Polylogarithmic Cuts in Models of V^0

TL;DR

This paper demonstrates that polylogarithmic cuts of models of V^0 are stronger than the original models, leading to implications in proof complexity such as sub-exponential simulation of Frege systems.

Contribution

It formalizes a proof that polylogarithmic cuts of V^0 models are models of VNC^1, strengthening previous results and connecting model theory with proof complexity.

Findings

Polylogarithmic cuts of V^0 models are models of VNC^1.

Frege proof systems can be sub-exponentially simulated by bounded depth Frege.

An average case separation of Resolution from AC0-Frege is established.

Abstract

We study initial cuts of models of weak two-sorted Bounded Arithmetics with respect to the strength of their theories and show that these theories are stronger than the original one. More explicitly we will see that polylogarithmic cuts of models of $\mathbf{V}^0$ are models of $\mathbf{VNC}^1$ by formalizing a proof of Nepomnjascij's Theorem in such cuts. This is a strengthening of a result by Paris and Wilkie.
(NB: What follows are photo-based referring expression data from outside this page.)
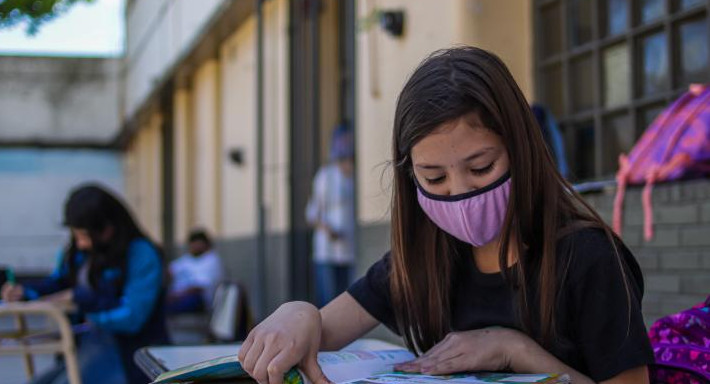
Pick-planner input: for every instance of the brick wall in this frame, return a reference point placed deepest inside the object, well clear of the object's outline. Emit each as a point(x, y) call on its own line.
point(676, 263)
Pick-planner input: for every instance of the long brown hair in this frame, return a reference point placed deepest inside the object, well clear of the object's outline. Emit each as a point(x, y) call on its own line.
point(447, 85)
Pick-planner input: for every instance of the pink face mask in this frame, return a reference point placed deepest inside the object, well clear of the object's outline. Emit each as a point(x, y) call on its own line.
point(474, 217)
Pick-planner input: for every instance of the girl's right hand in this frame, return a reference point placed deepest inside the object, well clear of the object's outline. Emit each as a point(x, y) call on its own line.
point(288, 337)
point(12, 292)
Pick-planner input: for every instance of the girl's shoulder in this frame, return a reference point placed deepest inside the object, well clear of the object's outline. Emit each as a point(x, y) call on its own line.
point(143, 250)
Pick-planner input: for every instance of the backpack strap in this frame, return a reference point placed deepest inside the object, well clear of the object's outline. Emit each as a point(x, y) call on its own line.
point(660, 172)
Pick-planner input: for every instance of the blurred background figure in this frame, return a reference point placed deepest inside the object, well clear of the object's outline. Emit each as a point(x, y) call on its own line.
point(113, 273)
point(194, 275)
point(331, 212)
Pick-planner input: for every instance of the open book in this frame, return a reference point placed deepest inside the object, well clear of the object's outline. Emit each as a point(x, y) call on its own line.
point(353, 367)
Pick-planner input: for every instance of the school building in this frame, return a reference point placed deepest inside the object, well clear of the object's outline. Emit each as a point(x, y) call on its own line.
point(227, 108)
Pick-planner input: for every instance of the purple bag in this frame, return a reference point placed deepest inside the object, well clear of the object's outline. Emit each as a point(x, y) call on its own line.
point(675, 146)
point(681, 344)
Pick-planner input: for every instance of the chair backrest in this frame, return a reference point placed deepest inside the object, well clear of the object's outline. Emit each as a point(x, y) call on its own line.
point(675, 146)
point(231, 318)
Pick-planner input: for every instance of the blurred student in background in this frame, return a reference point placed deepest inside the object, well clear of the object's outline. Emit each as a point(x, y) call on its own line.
point(113, 273)
point(194, 276)
point(331, 211)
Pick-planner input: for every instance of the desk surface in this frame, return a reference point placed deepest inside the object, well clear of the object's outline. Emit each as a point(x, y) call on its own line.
point(156, 360)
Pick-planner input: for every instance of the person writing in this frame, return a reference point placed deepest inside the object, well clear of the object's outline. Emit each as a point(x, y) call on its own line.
point(195, 276)
point(331, 212)
point(113, 273)
point(496, 263)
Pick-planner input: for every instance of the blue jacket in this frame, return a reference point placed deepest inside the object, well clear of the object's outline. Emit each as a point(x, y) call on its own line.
point(133, 313)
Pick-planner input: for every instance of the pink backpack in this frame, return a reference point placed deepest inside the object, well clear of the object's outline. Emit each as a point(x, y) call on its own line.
point(681, 344)
point(675, 146)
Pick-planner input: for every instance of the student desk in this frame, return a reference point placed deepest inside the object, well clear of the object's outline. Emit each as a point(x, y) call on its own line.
point(156, 360)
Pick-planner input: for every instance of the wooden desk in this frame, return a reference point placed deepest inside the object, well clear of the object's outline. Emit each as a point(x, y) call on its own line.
point(23, 341)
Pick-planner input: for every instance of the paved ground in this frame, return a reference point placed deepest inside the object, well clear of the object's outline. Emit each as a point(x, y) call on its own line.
point(12, 367)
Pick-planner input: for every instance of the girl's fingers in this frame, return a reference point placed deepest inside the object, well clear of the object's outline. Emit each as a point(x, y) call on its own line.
point(313, 371)
point(252, 357)
point(278, 367)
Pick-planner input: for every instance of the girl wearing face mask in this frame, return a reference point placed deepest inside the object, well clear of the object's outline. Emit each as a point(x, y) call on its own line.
point(113, 273)
point(496, 263)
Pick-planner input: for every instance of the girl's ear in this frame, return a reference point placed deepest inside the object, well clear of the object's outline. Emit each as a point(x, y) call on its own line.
point(107, 233)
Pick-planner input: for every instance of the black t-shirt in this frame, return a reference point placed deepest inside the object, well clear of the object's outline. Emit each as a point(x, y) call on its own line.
point(598, 334)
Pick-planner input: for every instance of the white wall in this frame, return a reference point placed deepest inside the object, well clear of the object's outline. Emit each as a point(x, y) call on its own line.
point(384, 63)
point(35, 184)
point(158, 32)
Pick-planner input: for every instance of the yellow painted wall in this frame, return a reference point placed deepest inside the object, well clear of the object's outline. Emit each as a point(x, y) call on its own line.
point(505, 28)
point(384, 63)
point(238, 58)
point(143, 172)
point(205, 137)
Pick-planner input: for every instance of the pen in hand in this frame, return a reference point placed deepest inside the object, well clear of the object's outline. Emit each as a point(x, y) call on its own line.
point(10, 276)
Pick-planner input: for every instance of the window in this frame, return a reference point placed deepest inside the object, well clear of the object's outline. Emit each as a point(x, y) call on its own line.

We can then exploit our result in Proof Complexity to observe that Frege proof systems can be sub exponentially simulated by bounded depth Frege proof systems. This result has recently been obtained by Filmus, Pitassi and Santhanam in a direct proof. As an interesting observation we also obtain an average case separation of Resolution from AC0-Frege by applying a recent result with Tzameret.